Le titre original, The sound and the Fury, vient de Macbeth : « It is a tale told by an idiot, full of sound and fury, signifying nothing ». Les évènements retracés dans le livre font l’objet d’un résumé par le traducteur dans un texte introductif, au motif que le texte de Faulkner est trop obscur. Est-ce à cause de cette préface : le récit, en dépit de son caractère haché et subjectif (on est successivement dans la tête de Benjy, puis de Quentin, puis de Jason) et des complications volontairement posées par Faulkner (un certain nombre de prénom appartiennent par exemple à deux personnages) est relativement limpide. Bizarrement le traducteur prévient que le sujet du livre est la haine de Jason pour la jeune Quentin, alors que tout tourne autour de Caddy, dont Faulkner lui-même dit que son projet de nouvelle est devenu roman après qu’il s’est épris de son personnage. Les trois chapitres sont ainsi chacun consacrés à un frère de Caddy, et semble refléter chacun une facette de l’amour.
Benjy est complètement demeuré, un vrai légume qui vit dans un monde de sensations. Il a pour sa sœur un amour absolu et instinctif. Elle « sent comme les arbres » et elle est toujours bonne pour lui, prenant sa défense, s’inquiétant de ses émotions, donnant du prix à ses marques d’affection et lui en témoignant en retour. Tout le premier chapitre est un va-et-vient entre le 7 avril 1928, date du 32ème anniversaire de Benjy qu’il consacre à zoner avec Luster, le petit-fils de Dilsey, près du terrain de golf à la recherche de 25 cents perdus pour aller au cirque, et des flashs d’enfance où Caddy était encore là. Depuis qu’elle s’est fait chasser par son mari, semble t-il pour avoir eu un enfant (Quentin) qui n’était pas de lui (mais de Quentin précisément, même si le traducteur prétend que l’amour incestueux de Quentin est resté platonique), Jason et sa mère, qui ont recueilli son enfant, ont interdit que son nom soit prononcé. Dès qu’il l’entend pourtant, que ce soit de Luster pour le titiller ou d’un des golfeurs appelant son caddie, des réminiscences d’enfance apparaissent et Benjy se met à chouiner.

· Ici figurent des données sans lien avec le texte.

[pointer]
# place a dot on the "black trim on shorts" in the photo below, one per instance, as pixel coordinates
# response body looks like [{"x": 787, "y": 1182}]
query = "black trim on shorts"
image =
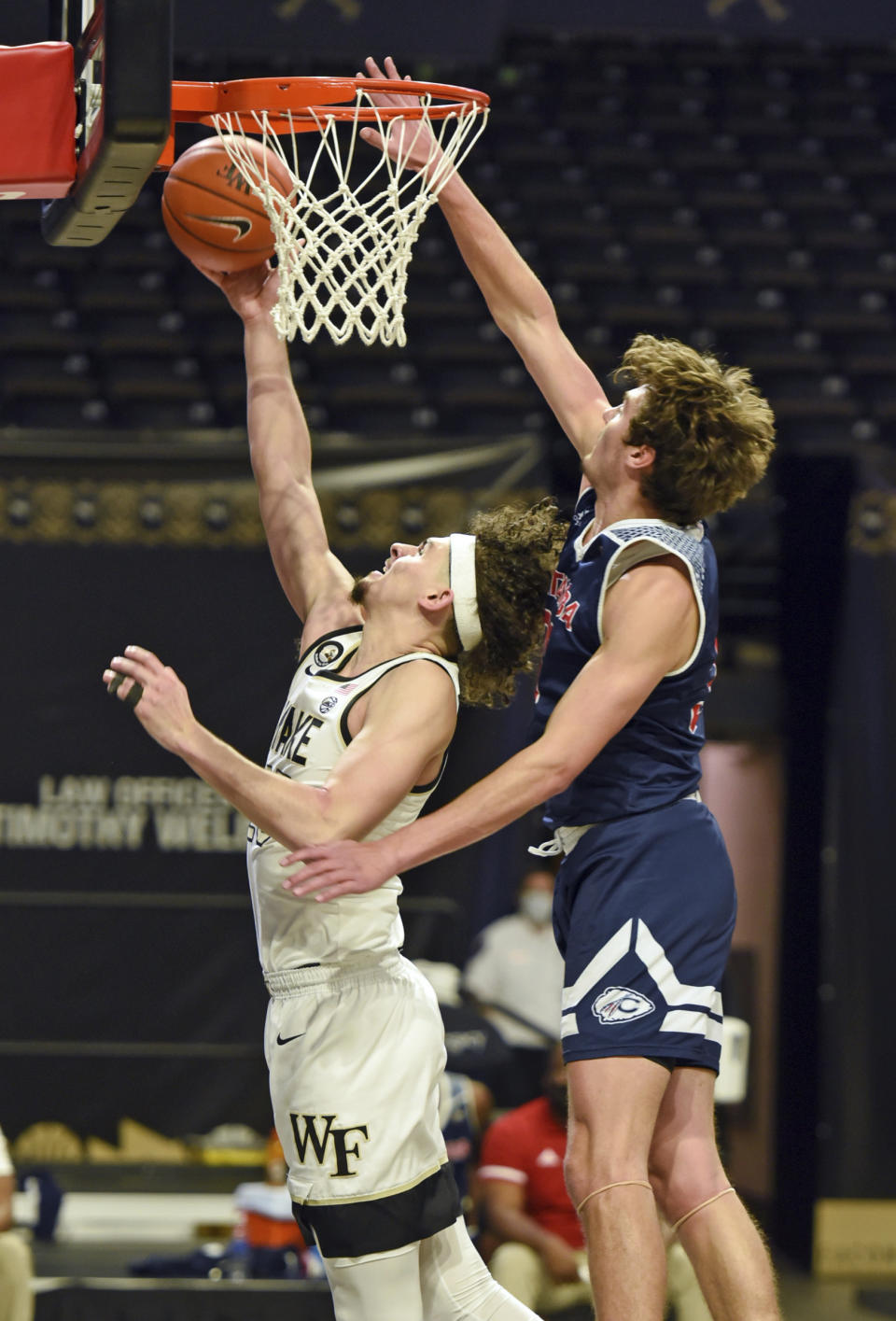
[{"x": 382, "y": 1223}]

Dans le 2ème chapitre on semble accompagner Quentin le jour de son suicide, sans qu’il soit tout à fait établi que tous les évènements rapportés se tiennent sur la même journée. Quentin est étudiant à Harvard, dont les frais de scolarité ont nécessité la vente d’un pré du domaine familial. On est alors en 1910, le père (Jason) n’est pas encore mort de boisson. Quentin se noie et laisse une lettre, sans qu’à aucun moment le cours de ses pensées ou le contenu de la lettre, non dévoilée mais dont on sait que la mère l’a reçue, ne sont explicités. Mais Caddy revient de manière obsessionnelle, alternativement dans une scène d’attouchement et dans une scène de jalousie à propos d’un de ses amants, Dalton Ames. Et Quentin agresse également un camarade fils à papa en lui hurlant : « As-tu jamais eu une sœur ? »

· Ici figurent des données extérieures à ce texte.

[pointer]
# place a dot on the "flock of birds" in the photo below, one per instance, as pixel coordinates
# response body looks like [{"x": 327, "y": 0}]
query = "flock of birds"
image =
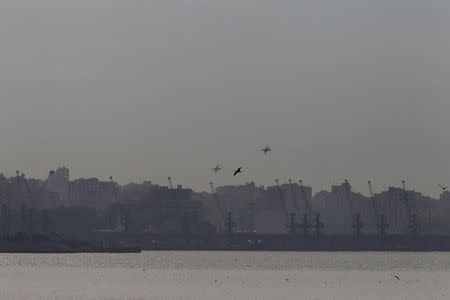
[
  {"x": 217, "y": 168},
  {"x": 266, "y": 150}
]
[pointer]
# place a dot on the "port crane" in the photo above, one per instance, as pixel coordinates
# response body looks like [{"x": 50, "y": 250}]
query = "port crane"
[
  {"x": 318, "y": 225},
  {"x": 380, "y": 219},
  {"x": 216, "y": 199},
  {"x": 294, "y": 195},
  {"x": 413, "y": 222},
  {"x": 282, "y": 202},
  {"x": 357, "y": 224}
]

Retour à 1928 dans le 3ème chapitre consacré à la vision du monde de Jason, le mal aimé, l’exclu, qui « n’a besoin de personne pour se tenir sur ses deux jambes ». Il accumule tous les défauts possibles, raciste, méchant, retors, fainéant, menteur, voleur, de mauvaise foi et repu de bonne conscience. C’est lui qui condamne Caddy à l’exil, détourne l’argent qu’elle envoie en faisant déchirer de faux chèques à sa mère, met au feu devant Luster qui en bave d’envie deux billets pour le cirque qu’on lui a donné, etc… Déjà petit c’était le rapporteur. Chez ce méchant on ne sait pas si la méchanceté venge l’exclusion ou si elle rayonne en s’en foutant crânement. Dans une interprétation « caddyesque » du roman, ce serait du dépit de constater l’intimité entre Quentin et Caddy et le lien spécial entre Benjy et Caddy que serait né le cœur de pierre de Jason.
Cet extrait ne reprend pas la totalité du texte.